Der Vorlage liegt folgender Sachverhalt zugrunde: Die Kl. sind Eheleute, die ein Einfamilienhaus bewohnen, das der Kl. gehört. Ein Raum des Hauses wird von beiden Kl., die als Lehrer tätig sind, für berufliche Zwecke genutzt. Die Fläche des Arbeitszimmers umfaßt 12,6% der Wohnfläche des Hauses. Im Rahmen der Einkommensteuerveranlagung für die Streitjahre 1986 und 1987 erkannte das bekl. Finanzamt die anteilig auf das Arbeitszimmer entfallende AfA nur zur Hälfte als Werbungskosten bei den Einkünften der Kl. aus nichtselbständiger Arbeit an. Die andere Hälfte ließ das Finanzamt weder bei der Kl. noch beim Kl. zum Abzug als Werbungskosten zu.
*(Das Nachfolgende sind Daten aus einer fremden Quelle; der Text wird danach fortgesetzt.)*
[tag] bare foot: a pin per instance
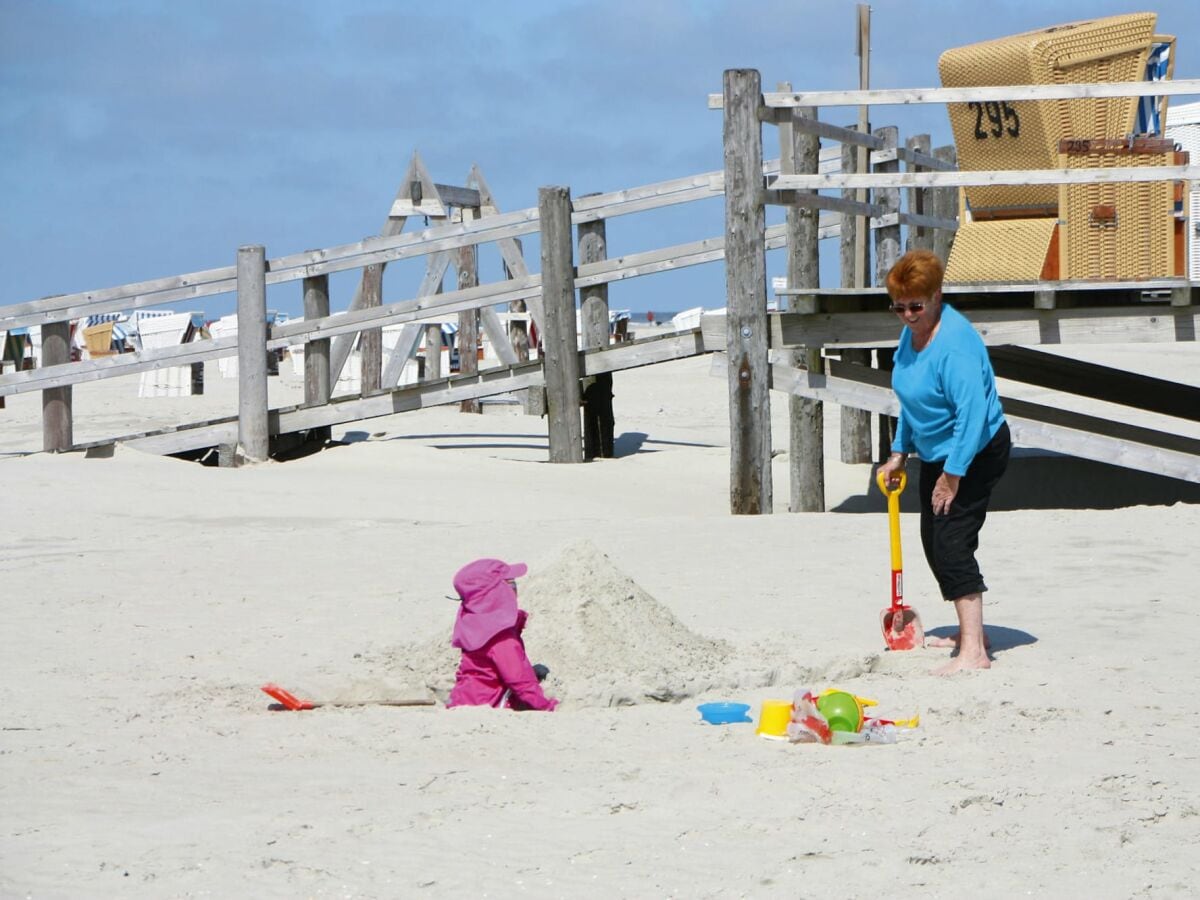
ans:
(963, 664)
(952, 641)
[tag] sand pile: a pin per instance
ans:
(606, 641)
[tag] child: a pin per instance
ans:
(495, 670)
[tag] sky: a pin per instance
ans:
(143, 139)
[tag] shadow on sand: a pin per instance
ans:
(1000, 637)
(1039, 480)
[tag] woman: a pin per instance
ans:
(952, 419)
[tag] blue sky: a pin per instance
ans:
(143, 139)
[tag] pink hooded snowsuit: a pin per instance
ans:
(495, 670)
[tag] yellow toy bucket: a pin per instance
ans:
(773, 719)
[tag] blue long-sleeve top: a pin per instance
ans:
(948, 403)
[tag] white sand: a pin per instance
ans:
(147, 600)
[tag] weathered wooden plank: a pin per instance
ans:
(316, 353)
(745, 282)
(894, 96)
(799, 151)
(460, 197)
(58, 427)
(406, 347)
(809, 199)
(921, 157)
(892, 219)
(810, 125)
(1032, 425)
(450, 390)
(467, 271)
(1063, 288)
(252, 405)
(999, 327)
(1117, 174)
(559, 341)
(945, 202)
(1089, 379)
(118, 365)
(371, 340)
(853, 424)
(921, 199)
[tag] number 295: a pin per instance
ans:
(1002, 119)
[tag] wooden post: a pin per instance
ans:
(562, 359)
(887, 252)
(856, 424)
(316, 353)
(598, 420)
(467, 265)
(58, 425)
(433, 352)
(862, 233)
(799, 155)
(252, 425)
(946, 205)
(921, 199)
(745, 287)
(371, 341)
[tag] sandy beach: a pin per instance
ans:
(147, 600)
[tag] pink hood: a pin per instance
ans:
(489, 605)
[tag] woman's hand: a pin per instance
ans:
(946, 489)
(892, 468)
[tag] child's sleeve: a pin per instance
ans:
(517, 675)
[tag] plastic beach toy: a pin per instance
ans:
(724, 713)
(841, 711)
(773, 719)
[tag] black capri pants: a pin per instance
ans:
(951, 541)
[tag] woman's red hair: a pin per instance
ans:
(917, 274)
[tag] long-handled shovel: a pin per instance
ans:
(291, 701)
(901, 624)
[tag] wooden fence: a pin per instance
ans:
(748, 329)
(253, 273)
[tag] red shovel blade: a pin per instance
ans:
(910, 635)
(288, 700)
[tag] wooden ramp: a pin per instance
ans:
(1036, 425)
(340, 411)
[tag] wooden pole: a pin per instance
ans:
(799, 154)
(316, 353)
(371, 341)
(745, 286)
(467, 267)
(58, 424)
(887, 252)
(856, 424)
(598, 419)
(252, 406)
(562, 357)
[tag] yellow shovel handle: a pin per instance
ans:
(893, 514)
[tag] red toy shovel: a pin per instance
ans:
(291, 701)
(901, 624)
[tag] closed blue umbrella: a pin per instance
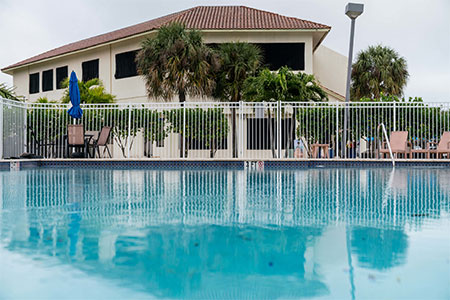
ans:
(74, 93)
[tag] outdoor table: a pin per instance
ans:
(316, 150)
(87, 139)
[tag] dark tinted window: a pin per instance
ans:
(47, 80)
(61, 74)
(258, 133)
(34, 83)
(90, 69)
(126, 65)
(277, 55)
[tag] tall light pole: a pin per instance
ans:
(352, 10)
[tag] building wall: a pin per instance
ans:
(330, 68)
(132, 89)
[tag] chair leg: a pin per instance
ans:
(109, 153)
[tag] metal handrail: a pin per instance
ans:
(387, 141)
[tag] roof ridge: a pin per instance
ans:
(283, 16)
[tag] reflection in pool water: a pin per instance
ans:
(326, 233)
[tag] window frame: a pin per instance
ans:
(124, 73)
(47, 80)
(34, 76)
(85, 71)
(60, 80)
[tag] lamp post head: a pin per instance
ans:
(353, 10)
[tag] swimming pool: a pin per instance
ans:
(322, 233)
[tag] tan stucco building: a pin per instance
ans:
(284, 41)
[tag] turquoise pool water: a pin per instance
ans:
(225, 234)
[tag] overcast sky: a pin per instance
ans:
(418, 29)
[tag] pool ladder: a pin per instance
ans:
(387, 142)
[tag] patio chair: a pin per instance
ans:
(443, 147)
(399, 144)
(75, 138)
(102, 141)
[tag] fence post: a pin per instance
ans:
(395, 117)
(336, 154)
(183, 140)
(129, 131)
(279, 129)
(1, 128)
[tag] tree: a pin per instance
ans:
(176, 62)
(378, 70)
(8, 93)
(284, 85)
(238, 62)
(91, 92)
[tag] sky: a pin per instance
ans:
(418, 30)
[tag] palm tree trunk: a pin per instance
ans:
(233, 132)
(272, 142)
(182, 98)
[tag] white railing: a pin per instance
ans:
(244, 130)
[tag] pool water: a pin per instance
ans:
(344, 233)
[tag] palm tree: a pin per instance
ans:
(8, 93)
(284, 85)
(238, 62)
(176, 62)
(378, 70)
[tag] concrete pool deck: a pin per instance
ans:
(199, 163)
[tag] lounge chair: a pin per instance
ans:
(399, 144)
(102, 141)
(75, 138)
(443, 147)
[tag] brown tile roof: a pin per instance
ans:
(200, 17)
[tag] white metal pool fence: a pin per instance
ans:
(245, 130)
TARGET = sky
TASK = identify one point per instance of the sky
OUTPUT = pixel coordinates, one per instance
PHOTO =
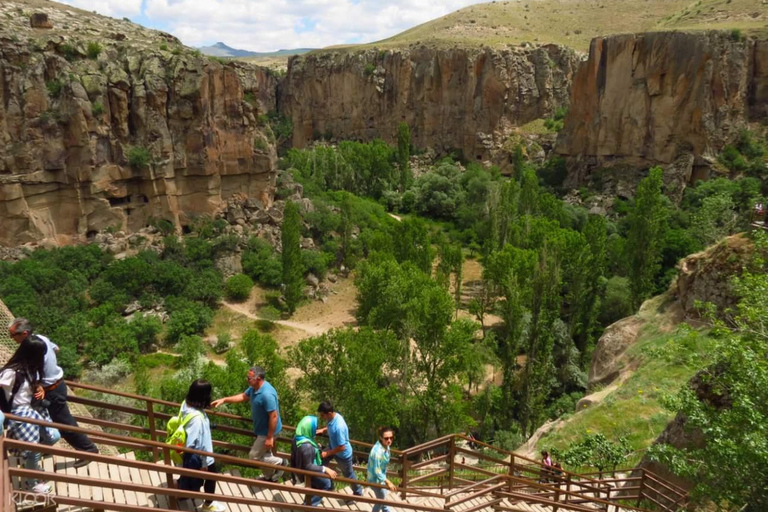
(260, 25)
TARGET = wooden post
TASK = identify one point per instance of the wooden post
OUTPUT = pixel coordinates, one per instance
(451, 462)
(404, 475)
(169, 477)
(152, 435)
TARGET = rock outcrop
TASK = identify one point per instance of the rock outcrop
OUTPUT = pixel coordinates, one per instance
(454, 99)
(706, 276)
(669, 98)
(616, 339)
(106, 124)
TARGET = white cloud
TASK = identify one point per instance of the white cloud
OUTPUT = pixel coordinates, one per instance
(266, 25)
(114, 8)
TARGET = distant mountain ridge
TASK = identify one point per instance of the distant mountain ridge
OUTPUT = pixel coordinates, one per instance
(222, 50)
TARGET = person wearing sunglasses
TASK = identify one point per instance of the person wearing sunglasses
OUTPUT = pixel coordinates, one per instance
(378, 460)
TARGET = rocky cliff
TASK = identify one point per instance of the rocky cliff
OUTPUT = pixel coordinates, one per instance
(455, 99)
(672, 99)
(105, 124)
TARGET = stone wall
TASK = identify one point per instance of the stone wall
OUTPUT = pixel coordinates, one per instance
(455, 99)
(69, 123)
(668, 98)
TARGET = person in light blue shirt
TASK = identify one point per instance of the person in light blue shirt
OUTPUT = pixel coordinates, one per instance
(198, 430)
(265, 413)
(378, 460)
(340, 447)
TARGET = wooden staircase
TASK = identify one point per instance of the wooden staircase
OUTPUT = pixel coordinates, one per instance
(100, 497)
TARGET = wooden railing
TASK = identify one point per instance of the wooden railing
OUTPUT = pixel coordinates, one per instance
(432, 466)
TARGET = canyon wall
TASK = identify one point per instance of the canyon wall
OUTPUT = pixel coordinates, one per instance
(456, 99)
(669, 98)
(142, 128)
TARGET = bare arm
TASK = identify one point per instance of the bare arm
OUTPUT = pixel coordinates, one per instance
(270, 442)
(234, 399)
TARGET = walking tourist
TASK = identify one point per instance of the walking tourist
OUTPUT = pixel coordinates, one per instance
(55, 388)
(305, 454)
(22, 396)
(265, 413)
(378, 460)
(340, 447)
(198, 430)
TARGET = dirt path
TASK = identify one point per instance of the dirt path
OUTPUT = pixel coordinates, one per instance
(312, 330)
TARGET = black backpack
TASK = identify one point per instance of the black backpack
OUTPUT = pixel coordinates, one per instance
(7, 405)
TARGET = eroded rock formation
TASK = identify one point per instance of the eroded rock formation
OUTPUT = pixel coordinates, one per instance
(672, 99)
(455, 99)
(108, 124)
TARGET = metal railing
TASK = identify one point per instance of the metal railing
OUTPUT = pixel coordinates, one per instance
(429, 469)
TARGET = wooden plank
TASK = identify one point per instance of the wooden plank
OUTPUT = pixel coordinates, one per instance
(125, 476)
(103, 474)
(158, 480)
(93, 472)
(113, 473)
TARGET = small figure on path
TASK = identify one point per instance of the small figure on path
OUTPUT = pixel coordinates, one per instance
(265, 413)
(305, 454)
(378, 460)
(340, 447)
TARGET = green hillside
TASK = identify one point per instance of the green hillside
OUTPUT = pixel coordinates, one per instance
(575, 22)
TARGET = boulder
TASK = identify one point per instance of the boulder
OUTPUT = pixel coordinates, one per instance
(613, 343)
(312, 280)
(40, 20)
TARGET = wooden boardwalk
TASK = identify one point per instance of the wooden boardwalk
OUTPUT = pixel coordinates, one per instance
(287, 493)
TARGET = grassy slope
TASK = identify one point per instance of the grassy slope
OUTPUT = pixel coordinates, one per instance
(575, 22)
(634, 409)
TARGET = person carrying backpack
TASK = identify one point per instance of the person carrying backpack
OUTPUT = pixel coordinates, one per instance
(21, 395)
(305, 454)
(197, 427)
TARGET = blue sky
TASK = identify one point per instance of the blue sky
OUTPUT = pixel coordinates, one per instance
(260, 25)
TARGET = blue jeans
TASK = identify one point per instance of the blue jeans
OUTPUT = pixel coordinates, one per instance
(48, 437)
(345, 468)
(323, 484)
(382, 495)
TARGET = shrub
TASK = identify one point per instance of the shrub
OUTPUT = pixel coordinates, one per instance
(618, 301)
(93, 51)
(238, 287)
(54, 87)
(138, 157)
(70, 52)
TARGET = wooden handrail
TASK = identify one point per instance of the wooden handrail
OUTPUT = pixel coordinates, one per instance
(149, 444)
(582, 481)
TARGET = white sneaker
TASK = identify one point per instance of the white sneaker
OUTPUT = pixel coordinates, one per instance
(215, 506)
(42, 488)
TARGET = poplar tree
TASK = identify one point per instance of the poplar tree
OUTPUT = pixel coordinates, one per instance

Das FG hat der Klage stattgegeben. Der Große Senat hat die ihm gestellte erste Rechtsfrage wie aus dem Leitsatz ersichtlich beantwortet.
Auszüge aus den Gründen:
I. Erste Rechtsfrage
1. Die Frage stimmt im wesentlichen mit der zweiten Frage der Vorlagen GrS 1/97 (NJW 1999, 3580 [in diesem Heft]) und GrS 2/97 (NJW 1999, 3577 [in diesem Heft]) überein. Sie ist zu verneinen. Allein aufgrund der Tatsache, daß ein Steuerpflichtiger im Hause seines Ehegatten einen Raum für seine beruflichen Zwecke nutzt, folgt nicht, daß er dessen Anschaffungs- oder Herstellungskosten als eigene Aufwendungen (AfA) unabhängig davon geltend machen kann, ob er tatsächlich derartige Aufwendungen trägt. Das gleiche gilt, wenn der Steuerpflichtige den Raum nicht allein, sondern zusammen mit seinem Ehegatten (Eigentümer) nutzt. Auf die Ausführungen in den Beschlüssen vom heutigen Tage zu den Vorlagen GrS 1/97 (NJW 1999, 3580 [zu C II 1] [in diesem Heft]) und GrS 2/97 (NJW 1999, 3577 [zu C IV] [in diesem Heft]) wird verwiesen. 2. Die Befugnis zur AfA auf die gesamten Anschaffungs- oder Herstellungskosten des Arbeitszimmers steht im Vorlagefall - wie das FG im Ergebnis zutreffend entschieden hat - der Kl. und Eigentümerin zu. Diese Befugnis hätte sie zweifellos, wenn sie den Raum allein beruflich genutzt hätte. Das gilt im Interesse einer praktikablen Lösung auch dann, wenn der Raum zwar insgesamt beruflich genutzt wird, jedoch nicht ausschließlich vom Steuerpflichtigen. Dabei ist einmal zu berücksichtigen, daß die Kl. selbst das ganze Zimmer (eine räumliche Aufteilung ist nicht festgestellt) beruflich nutzt. Mit Recht weist der vorlegende Senat darauf hin, daß der Steuerpflichtige im Rahmen des § 21 II EStG eine Wohnung auch dann tatsächlich in vollem Umfang zu eigenen Wohnzwecken nutzt, wenn er sie gemeinsam mit einer anderen Person nutzt (BFHE 162, 244 = BStBl II 1991, 171). Ob man diesen Gedanken auch für die Abgrenzung zwischen beruflicher und privater Nutzung (Überlassung des Raums an den Ehemann aufgrund der §§ 1353 I , 1360 BGB) eines Raums übertragen kann, mag aus systematischen Gründen nicht unbedenklich sein. Der Große Senat hält dies aber bei zusammenveranlagten Eheleuten (§ 26b EStG) dann für gerechtfertigt, wenn auch der Ehepartner den Raum nur für berufliche Zwecke nutzt.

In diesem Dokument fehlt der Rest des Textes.